Cornudella can be reached either via Scala Dei and Poboleda or via Porrera (which is faster route). This little township is nothing special, but provides good opportunity for shopping; and then it’s high time to leave the village for Prades, to make sure that you’ll spend as much time as possible in Siurana. About 2 kilometres after Cornudella you’ll take a right and head onto a tiny road which, blessedly, is finally blacktopped. But be sure to watch out, because the first turn will take you to the ”Panta“, the reservoir, where you’ll be able to swim and rent kayaks, but which will not take you to Siurana (I almost daren’t say it, but I will anyway: right across from the kayak rental point there is a really great restaurant; be sure to reserve your paella or barbecued meat even before you rent your kayak or you’ll go away with an empty stomach).

The real “country road” to Siurana in the truest sense of the word continually rises over a distance of 6 kilometres all the way to the “eagle’s nest” itself, the tiny hamlet of Siurana. We promise you will be thrilled, even to the point of forgetting the Provence! Even while ascending the road to Siurana you will come across the unique and distinctive rock formations (some of which have been approved for the most courageous of free climbers coming from all over the world to climb in Siurana and on Montsant).

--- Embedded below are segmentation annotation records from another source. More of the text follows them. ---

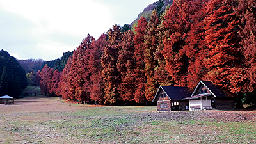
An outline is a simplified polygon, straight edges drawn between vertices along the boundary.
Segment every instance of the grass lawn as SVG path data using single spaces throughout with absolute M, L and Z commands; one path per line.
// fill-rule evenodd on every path
M 156 112 L 31 97 L 0 106 L 0 143 L 256 143 L 256 111 Z

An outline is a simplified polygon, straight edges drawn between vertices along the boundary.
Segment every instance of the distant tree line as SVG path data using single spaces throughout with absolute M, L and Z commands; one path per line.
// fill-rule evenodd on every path
M 176 0 L 141 17 L 135 33 L 115 24 L 88 35 L 62 72 L 45 65 L 42 92 L 105 104 L 150 102 L 160 85 L 212 82 L 255 103 L 256 1 Z M 126 27 L 126 26 L 125 26 Z M 126 29 L 126 28 L 125 28 Z
M 23 68 L 13 56 L 0 51 L 0 96 L 18 97 L 27 86 L 27 78 Z
M 70 56 L 72 55 L 72 52 L 66 52 L 63 53 L 61 58 L 54 60 L 45 61 L 42 59 L 29 59 L 29 60 L 19 60 L 18 61 L 25 70 L 26 73 L 28 84 L 29 86 L 40 86 L 38 79 L 36 79 L 36 72 L 42 70 L 45 65 L 54 70 L 58 70 L 61 72 Z

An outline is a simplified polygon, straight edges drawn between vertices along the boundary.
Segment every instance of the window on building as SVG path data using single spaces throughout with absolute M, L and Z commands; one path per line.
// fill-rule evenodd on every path
M 178 106 L 179 104 L 179 102 L 174 102 L 174 106 Z

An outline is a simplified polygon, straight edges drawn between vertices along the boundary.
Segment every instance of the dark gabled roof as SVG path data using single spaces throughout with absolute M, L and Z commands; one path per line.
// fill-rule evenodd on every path
M 197 85 L 196 89 L 195 89 L 193 92 L 191 96 L 196 95 L 198 94 L 200 88 L 202 88 L 202 86 L 205 86 L 215 97 L 234 97 L 234 95 L 228 93 L 227 92 L 225 92 L 221 90 L 217 86 L 213 84 L 211 81 L 200 81 Z
M 191 95 L 190 90 L 188 87 L 160 86 L 152 101 L 158 100 L 157 97 L 160 96 L 161 93 L 159 93 L 161 92 L 161 90 L 163 90 L 165 93 L 166 93 L 166 95 L 170 99 L 173 100 L 181 100 L 182 98 L 187 97 Z
M 200 97 L 206 97 L 211 96 L 212 93 L 202 93 L 202 94 L 198 94 L 193 96 L 191 96 L 189 97 L 185 97 L 182 99 L 197 99 L 197 98 L 200 98 Z

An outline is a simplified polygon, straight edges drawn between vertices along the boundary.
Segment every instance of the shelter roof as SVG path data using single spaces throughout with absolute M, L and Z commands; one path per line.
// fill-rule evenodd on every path
M 152 101 L 158 100 L 162 90 L 164 92 L 170 99 L 173 100 L 182 100 L 182 98 L 191 95 L 190 89 L 188 87 L 160 86 Z
M 0 99 L 14 99 L 14 98 L 12 97 L 10 97 L 9 95 L 4 95 L 4 96 L 2 96 L 2 97 L 0 97 Z

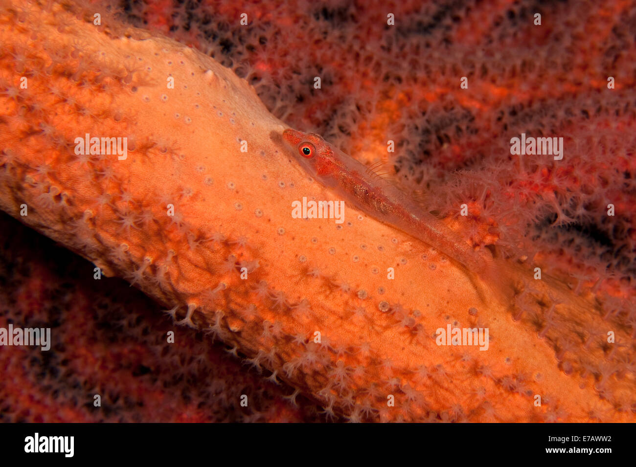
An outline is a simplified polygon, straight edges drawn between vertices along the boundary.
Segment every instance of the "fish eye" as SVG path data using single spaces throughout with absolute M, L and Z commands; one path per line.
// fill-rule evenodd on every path
M 303 143 L 300 145 L 298 149 L 300 150 L 300 154 L 303 156 L 303 157 L 307 158 L 307 159 L 311 159 L 314 157 L 314 154 L 315 152 L 315 148 L 314 147 L 314 145 L 311 143 Z

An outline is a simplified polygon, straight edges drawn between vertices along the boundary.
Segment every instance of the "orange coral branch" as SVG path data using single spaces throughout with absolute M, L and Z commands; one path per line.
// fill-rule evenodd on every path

After arriving on top of the “eagle’s nest”, simply park your car in the parking lot and start exploring the area on foot. Siurana was the last Moorish enclave in Catalonia (a German authoress wrote a book entitled Scala Dei in which Siurana’s history is recounted in the form of a novel; to my shame I have to admit that I have never read it! But the book is in my waiting loop). The location is simply one of a kind, whether above the reservoir or along the climbing rocks, or all the way down towards the Siurana river (remote, clean, a guaranteed picnic success).

The hamlet has been renovated to perfection and boasts an ancient Romanesque church (closed every time we were there), and – naturally –, two or three perennially open restaurants. You can spend hours up there without getting bored. As I always say: if this hamlet were located in the Provence, a parking lot for a 100 buses would have been built a long time ago. But in the Priorate, the parking lot accommodates maybe 20 cars, half of which are Volkswagen vans serving as inexpensive lodgings for the climbers who enjoy hanging from the steep rock walls day in day out, and whom I simply can’t admire enough.

From Siurana it is also possible to hike (or drive, if you’ve got the guts) along the high plateau to Prades. We rode this trail on horseback and I’ll never forget it as long as I live.